Colorado colleges and universities have seen a dramatic jump in applications, including from out of state, following the legalization of marijuana, but officials insist there’s no drug connection.
Applications to the University of Colorado are up 30 percent since Amendment 64 made recreational pot legal, according to Director of Admissions Kevin MacLennan. But while several marijuana advocates told FoxNews.com it is hardly surprising that the Centennial State would become a mecca for college-bound tokers, MacLennan disagrees.
“We aren’t getting a lot of questions about this,” MacLennan said, referring to the new law.
He said a better explanation for the rise in applications is increased recruitment at high schools across the country and abroad and the university’s adoption of the Common Application, which facilitates students’ ability to apply to multiple schools around the nation using a single form.
“Some of the kids I’ve talked to back home think it’s a big deal, like ‘Oh my god, you can smoke legally.’”
- Kate Brickley, University of Colorado senior from Oakland, Calif.

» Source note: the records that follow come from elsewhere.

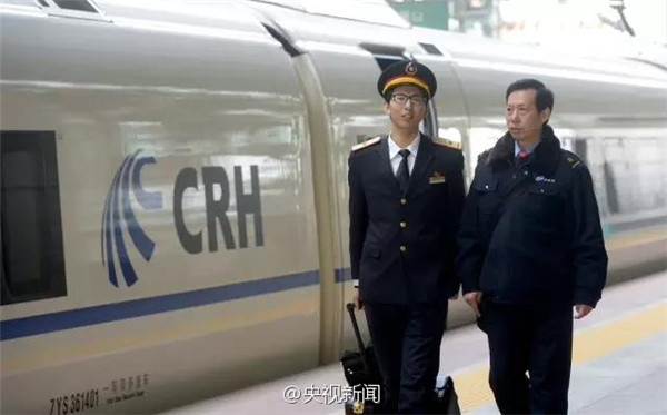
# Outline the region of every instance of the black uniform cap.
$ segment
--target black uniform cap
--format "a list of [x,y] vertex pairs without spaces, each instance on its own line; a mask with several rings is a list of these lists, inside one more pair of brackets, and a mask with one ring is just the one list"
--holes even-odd
[[401,60],[385,68],[378,78],[378,92],[385,97],[388,90],[399,85],[419,87],[429,98],[436,95],[438,88],[434,72],[426,65],[414,60]]

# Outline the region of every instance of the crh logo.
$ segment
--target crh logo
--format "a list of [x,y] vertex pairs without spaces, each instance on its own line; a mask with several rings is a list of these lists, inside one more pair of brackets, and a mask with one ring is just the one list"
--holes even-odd
[[[116,257],[118,258],[118,265],[120,265],[126,284],[131,286],[137,283],[137,274],[128,256],[123,228],[127,230],[126,234],[130,235],[135,248],[145,260],[150,260],[156,251],[156,244],[139,226],[130,200],[130,191],[132,191],[132,195],[135,195],[135,198],[142,208],[162,208],[162,194],[160,191],[145,191],[140,180],[141,168],[145,165],[155,164],[156,159],[153,157],[140,157],[140,152],[141,150],[137,150],[125,158],[113,177],[111,188],[104,201],[100,241],[102,264],[107,267],[109,281],[116,287],[118,287]],[[116,257],[113,255],[115,248]]]

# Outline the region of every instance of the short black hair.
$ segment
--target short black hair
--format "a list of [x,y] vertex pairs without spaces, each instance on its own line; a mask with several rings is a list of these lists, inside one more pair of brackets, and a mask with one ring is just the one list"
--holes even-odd
[[[399,85],[397,85],[395,87],[391,87],[391,88],[387,89],[387,91],[384,95],[385,102],[389,103],[389,101],[391,100],[391,96],[394,95],[394,90],[396,88],[400,87],[400,86],[404,86],[404,85],[408,85],[410,87],[417,87],[416,85],[412,85],[412,83],[399,83]],[[429,99],[428,98],[428,92],[424,88],[417,87],[417,89],[419,89],[419,92],[421,92],[421,95],[424,96],[425,102],[428,103],[428,99]]]
[[[507,87],[505,93],[505,102],[509,98],[509,95],[514,91],[520,91],[524,89],[535,89],[535,106],[537,111],[541,112],[545,108],[554,110],[554,92],[537,79],[526,78],[514,81]],[[548,122],[548,120],[547,120]]]

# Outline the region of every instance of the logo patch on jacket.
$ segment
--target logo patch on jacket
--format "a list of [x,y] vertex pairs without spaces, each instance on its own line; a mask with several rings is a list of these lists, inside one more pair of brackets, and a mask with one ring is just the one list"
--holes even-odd
[[447,178],[438,170],[434,171],[434,175],[428,178],[429,185],[438,185],[445,181],[447,181]]
[[535,181],[556,182],[556,180],[555,180],[555,179],[547,179],[547,178],[546,178],[546,177],[544,177],[544,176],[537,176],[537,177],[535,178]]

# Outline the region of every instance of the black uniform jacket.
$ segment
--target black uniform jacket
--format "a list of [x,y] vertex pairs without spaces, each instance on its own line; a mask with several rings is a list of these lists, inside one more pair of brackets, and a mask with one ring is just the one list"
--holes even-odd
[[454,271],[462,209],[464,157],[421,135],[407,194],[389,161],[388,138],[350,154],[352,279],[364,302],[414,304],[458,293]]
[[479,157],[458,238],[464,293],[595,307],[607,253],[588,169],[549,126],[520,165],[514,149],[506,134]]

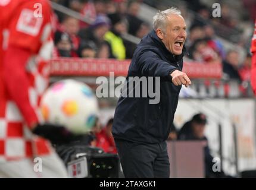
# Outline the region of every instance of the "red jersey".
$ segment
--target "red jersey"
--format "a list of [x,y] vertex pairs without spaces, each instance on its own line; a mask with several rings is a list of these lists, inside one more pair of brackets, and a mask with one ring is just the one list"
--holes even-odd
[[[49,142],[33,135],[27,126],[40,121],[38,106],[48,86],[47,64],[53,47],[51,15],[48,0],[0,1],[0,162],[47,155],[51,151]],[[8,54],[10,47],[18,50],[11,56]],[[17,61],[21,66],[11,68],[8,58],[13,56],[18,60],[21,56],[19,49],[25,50],[29,58],[24,63]],[[6,77],[7,67],[16,75],[25,76],[22,79],[27,85],[20,81],[14,83],[11,76],[14,73]]]
[[252,90],[256,94],[256,21],[254,25],[254,33],[252,36],[251,50],[252,53],[251,81]]
[[114,138],[108,137],[106,134],[106,129],[102,129],[101,132],[95,134],[96,138],[96,147],[101,148],[105,153],[117,154]]

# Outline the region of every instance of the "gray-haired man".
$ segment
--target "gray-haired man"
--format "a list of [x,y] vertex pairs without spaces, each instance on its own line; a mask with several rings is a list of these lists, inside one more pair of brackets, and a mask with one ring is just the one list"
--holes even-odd
[[122,93],[129,91],[130,94],[136,90],[129,85],[133,83],[129,77],[160,77],[160,101],[151,104],[150,96],[130,97],[122,94],[114,119],[112,132],[126,178],[169,177],[166,141],[181,85],[191,84],[181,71],[186,33],[180,11],[171,8],[159,12],[153,18],[153,26],[154,30],[138,45],[129,69],[126,86],[133,89]]

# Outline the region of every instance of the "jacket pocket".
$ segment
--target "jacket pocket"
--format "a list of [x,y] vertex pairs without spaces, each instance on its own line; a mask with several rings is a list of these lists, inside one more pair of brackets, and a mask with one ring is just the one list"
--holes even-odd
[[[149,101],[148,99],[146,101]],[[144,132],[147,132],[160,119],[161,113],[160,103],[149,104],[149,102],[137,104],[134,112],[135,125]]]

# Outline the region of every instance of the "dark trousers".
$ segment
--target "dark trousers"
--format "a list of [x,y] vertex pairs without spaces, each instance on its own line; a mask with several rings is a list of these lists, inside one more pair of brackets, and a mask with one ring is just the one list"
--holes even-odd
[[146,144],[115,139],[115,142],[125,178],[169,178],[166,142]]

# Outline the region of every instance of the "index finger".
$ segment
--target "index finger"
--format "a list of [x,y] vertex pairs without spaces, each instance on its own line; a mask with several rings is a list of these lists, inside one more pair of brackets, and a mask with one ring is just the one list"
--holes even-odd
[[189,84],[189,85],[191,84],[191,81],[190,80],[189,78],[186,75],[185,75],[184,76],[184,79],[188,83],[188,84]]

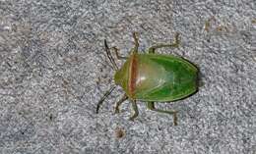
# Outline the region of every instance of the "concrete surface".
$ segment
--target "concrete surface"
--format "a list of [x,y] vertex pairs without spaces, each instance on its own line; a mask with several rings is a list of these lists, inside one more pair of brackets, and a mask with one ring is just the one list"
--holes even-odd
[[[103,39],[127,55],[181,35],[178,49],[198,65],[198,93],[128,121]],[[122,64],[121,61],[118,62]],[[124,132],[124,135],[120,131]],[[122,134],[122,133],[121,133]],[[1,0],[0,153],[256,153],[255,0]]]

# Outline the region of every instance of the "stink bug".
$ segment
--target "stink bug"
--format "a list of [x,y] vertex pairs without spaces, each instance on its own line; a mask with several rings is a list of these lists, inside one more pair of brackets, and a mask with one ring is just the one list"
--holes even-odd
[[[150,47],[147,53],[138,53],[139,38],[136,32],[133,33],[135,46],[130,51],[129,57],[121,57],[118,49],[113,47],[118,59],[126,59],[124,65],[119,69],[110,53],[106,40],[104,40],[105,51],[111,63],[111,67],[116,71],[114,82],[120,85],[125,94],[116,103],[115,113],[119,113],[119,106],[129,99],[134,114],[130,120],[134,120],[138,115],[136,101],[144,101],[148,109],[173,115],[173,122],[176,125],[176,111],[156,109],[155,102],[170,102],[186,98],[194,94],[198,89],[198,69],[181,57],[156,54],[156,49],[162,47],[178,47],[179,36],[175,35],[175,40],[171,44],[157,44]],[[112,86],[99,100],[96,113],[104,99],[112,92]]]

Colorado College has also seen a rise in applications, but Mark Hatch, vice president for enrollment, said it is part of a longer-term trend.
“This year is no different, so there is no evidence that our increase [is tied] to Amendment 64,” Hatch told FoxNews.com in an email.
Hatch fears the new pot law could actually be a drag on applications, as out-of-state parents reject the idea of their tuition money going up in smoke.
But both students and marijuana advocates say graduates looking to experience Rocky Mountain high is not such a bad thing.
“I don’t know that students would apply here solely because of the new law, but if they were choosing between two comparable schools, I could see them choosing University of Colorado because of that,” said Kathryn Krempasky, a 21-year-old senior from Denver.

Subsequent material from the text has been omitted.